Défenseurs d’un football populaire, accessible à tous, les Ultras bordelais refusent la domination des intérêts commerciaux sur l’enjeu sportif. Pour sortir de l’impasse, ils réclament le départ de Frédéric Longuépée de la présidence du club. « On veut que notre club, qui est très ancien avec une grande histoire, soit représenté, incarné et défendu. La première des revendications est d’avoir un président qui soit en capacité de faire le lien entre la partie sportive et toutes les parties du club dont fait partie le développement commercial, mais dont fait aussi partie le Virage Sud » poursuit le porte-parole des Ultramarines.
Alors qu’une rencontre entre les Ultras et une partie de la direction du club a été planifiée, quel avenir pour le conflit ?

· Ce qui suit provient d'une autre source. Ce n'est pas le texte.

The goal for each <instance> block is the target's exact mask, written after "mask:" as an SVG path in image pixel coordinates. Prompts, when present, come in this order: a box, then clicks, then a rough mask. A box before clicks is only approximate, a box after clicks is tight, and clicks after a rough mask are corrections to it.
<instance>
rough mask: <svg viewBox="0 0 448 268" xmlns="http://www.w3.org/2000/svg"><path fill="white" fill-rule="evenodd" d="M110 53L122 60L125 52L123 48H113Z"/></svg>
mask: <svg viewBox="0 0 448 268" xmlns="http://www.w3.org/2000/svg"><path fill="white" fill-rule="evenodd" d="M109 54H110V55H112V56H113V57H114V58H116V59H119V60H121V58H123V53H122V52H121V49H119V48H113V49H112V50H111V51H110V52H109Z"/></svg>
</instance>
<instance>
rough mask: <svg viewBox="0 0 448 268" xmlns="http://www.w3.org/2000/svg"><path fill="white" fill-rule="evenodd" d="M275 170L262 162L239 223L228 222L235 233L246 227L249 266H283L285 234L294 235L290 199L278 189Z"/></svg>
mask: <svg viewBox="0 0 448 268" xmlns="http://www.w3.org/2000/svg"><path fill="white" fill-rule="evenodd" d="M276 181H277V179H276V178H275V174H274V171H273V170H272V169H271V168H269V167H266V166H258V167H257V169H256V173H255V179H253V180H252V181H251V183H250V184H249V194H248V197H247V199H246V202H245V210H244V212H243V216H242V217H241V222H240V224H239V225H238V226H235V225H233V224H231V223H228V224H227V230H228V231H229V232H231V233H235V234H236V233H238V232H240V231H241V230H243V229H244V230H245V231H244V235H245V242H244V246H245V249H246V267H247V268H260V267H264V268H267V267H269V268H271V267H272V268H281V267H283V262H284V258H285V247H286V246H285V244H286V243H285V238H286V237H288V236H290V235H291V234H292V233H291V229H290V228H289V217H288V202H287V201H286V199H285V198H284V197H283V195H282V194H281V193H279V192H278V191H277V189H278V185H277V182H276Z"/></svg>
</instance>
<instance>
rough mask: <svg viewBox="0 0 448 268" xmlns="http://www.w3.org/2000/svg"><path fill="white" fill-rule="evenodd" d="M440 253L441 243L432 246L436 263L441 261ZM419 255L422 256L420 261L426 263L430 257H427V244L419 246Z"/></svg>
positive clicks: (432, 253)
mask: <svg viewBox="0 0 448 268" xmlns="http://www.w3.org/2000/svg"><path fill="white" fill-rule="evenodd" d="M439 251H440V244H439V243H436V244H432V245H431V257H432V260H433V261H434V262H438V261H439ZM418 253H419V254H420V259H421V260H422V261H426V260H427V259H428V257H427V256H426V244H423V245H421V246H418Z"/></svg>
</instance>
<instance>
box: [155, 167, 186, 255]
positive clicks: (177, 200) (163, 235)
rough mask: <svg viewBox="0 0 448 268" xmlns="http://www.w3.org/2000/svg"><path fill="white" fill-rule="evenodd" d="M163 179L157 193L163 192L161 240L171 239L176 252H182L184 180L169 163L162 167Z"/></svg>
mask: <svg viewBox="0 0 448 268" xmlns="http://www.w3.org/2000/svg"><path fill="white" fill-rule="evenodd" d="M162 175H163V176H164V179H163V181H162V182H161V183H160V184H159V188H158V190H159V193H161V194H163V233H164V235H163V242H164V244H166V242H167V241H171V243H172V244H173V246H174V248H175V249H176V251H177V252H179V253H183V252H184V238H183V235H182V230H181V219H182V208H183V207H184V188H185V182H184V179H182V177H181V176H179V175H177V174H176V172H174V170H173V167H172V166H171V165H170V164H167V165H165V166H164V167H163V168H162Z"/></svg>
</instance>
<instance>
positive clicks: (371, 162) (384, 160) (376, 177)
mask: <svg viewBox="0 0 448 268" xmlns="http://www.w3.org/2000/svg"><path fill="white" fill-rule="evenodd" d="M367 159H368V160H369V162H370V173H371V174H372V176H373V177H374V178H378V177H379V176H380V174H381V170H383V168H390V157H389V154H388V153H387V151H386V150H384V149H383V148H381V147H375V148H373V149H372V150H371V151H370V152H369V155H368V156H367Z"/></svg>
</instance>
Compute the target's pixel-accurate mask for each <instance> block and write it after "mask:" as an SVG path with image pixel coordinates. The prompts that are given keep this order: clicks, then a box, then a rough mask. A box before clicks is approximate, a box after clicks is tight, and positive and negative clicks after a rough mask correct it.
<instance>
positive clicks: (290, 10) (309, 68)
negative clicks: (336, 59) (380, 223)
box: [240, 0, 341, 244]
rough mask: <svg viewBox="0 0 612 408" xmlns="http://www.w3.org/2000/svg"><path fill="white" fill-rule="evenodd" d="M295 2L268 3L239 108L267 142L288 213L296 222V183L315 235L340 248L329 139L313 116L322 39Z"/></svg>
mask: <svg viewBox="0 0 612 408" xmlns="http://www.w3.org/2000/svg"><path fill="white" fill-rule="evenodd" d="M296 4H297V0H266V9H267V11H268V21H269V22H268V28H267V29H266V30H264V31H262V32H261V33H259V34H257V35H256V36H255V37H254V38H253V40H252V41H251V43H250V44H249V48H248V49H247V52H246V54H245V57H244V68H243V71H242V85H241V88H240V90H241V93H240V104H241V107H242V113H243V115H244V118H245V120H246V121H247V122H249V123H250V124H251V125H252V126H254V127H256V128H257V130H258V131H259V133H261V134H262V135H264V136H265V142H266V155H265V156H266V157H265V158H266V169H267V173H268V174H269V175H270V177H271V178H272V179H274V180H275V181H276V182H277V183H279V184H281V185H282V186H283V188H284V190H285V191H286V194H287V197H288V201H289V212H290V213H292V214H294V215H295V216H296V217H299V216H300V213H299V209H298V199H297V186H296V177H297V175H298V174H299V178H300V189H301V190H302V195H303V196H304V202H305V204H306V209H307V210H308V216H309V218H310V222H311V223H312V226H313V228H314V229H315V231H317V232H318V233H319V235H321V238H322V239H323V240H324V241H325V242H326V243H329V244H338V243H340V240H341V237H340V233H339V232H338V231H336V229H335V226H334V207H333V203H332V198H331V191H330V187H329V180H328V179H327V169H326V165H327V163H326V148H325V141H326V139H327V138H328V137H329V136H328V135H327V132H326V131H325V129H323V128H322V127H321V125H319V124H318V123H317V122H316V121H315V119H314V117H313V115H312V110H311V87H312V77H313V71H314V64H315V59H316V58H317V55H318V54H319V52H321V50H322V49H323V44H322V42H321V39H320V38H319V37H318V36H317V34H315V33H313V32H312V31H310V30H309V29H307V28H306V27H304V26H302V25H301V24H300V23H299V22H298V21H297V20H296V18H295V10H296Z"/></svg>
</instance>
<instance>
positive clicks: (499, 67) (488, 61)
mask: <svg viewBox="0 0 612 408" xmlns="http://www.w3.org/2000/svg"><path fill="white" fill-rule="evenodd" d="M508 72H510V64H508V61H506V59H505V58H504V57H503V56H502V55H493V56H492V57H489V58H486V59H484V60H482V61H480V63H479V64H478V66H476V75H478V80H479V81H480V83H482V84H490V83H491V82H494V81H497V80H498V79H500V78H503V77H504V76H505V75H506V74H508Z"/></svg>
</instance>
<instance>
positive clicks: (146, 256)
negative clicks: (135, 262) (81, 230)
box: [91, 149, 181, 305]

A l’occasion du match contre l’AS Monaco, le 24 novembre, les Ultramarines ont démontré qu’une trêve dans le mouvement de contestation n’était pas à l’ordre du jour. Cinq jours avant, dans un communiqué, le groupe de supporters avait déjà manifesté son refus de s’asseoir autour de la table de négociation avec Frédéric Longuépée pour ne pas légitimer son rôle de président. En tribunes, les revendications ont atteint un degré supérieur. Pour la première fois les banderoles ont visé les actionnaires, rendus responsables de l’enlisement du conflit.
« On est habitués aux longs combats, on ne lâchera rien » prévient Florian Brunet. « A ce stade, soit on claque la porte soit on intensifie notre action. Les tribunes sont devenues des zones à défendre et des zones en lutte » assure Laurent, membre du directoire des Ultramarines.
Ultime coup de théâtre, le groupe de supporters croit savoir que des querelles entre les deux actionnaires devraient mener au départ de GACP, à l'origine du rachat. De quoi noircir l'avenir du projet sportif...
Pourtant, au cœur de l'orage girondin, l’unique éclaircie vient, de façon paradoxale et fragile, du terrain où malgré les tensions qui agitent les coulisses et les tribunes, l’entraîneur Paulo Sousa a progressivement mis en place un jeu séduisant qui permet aux Girondins de figurer dans les hauteurs du classement. Mais pour beaucoup l’essentiel se joue ailleurs.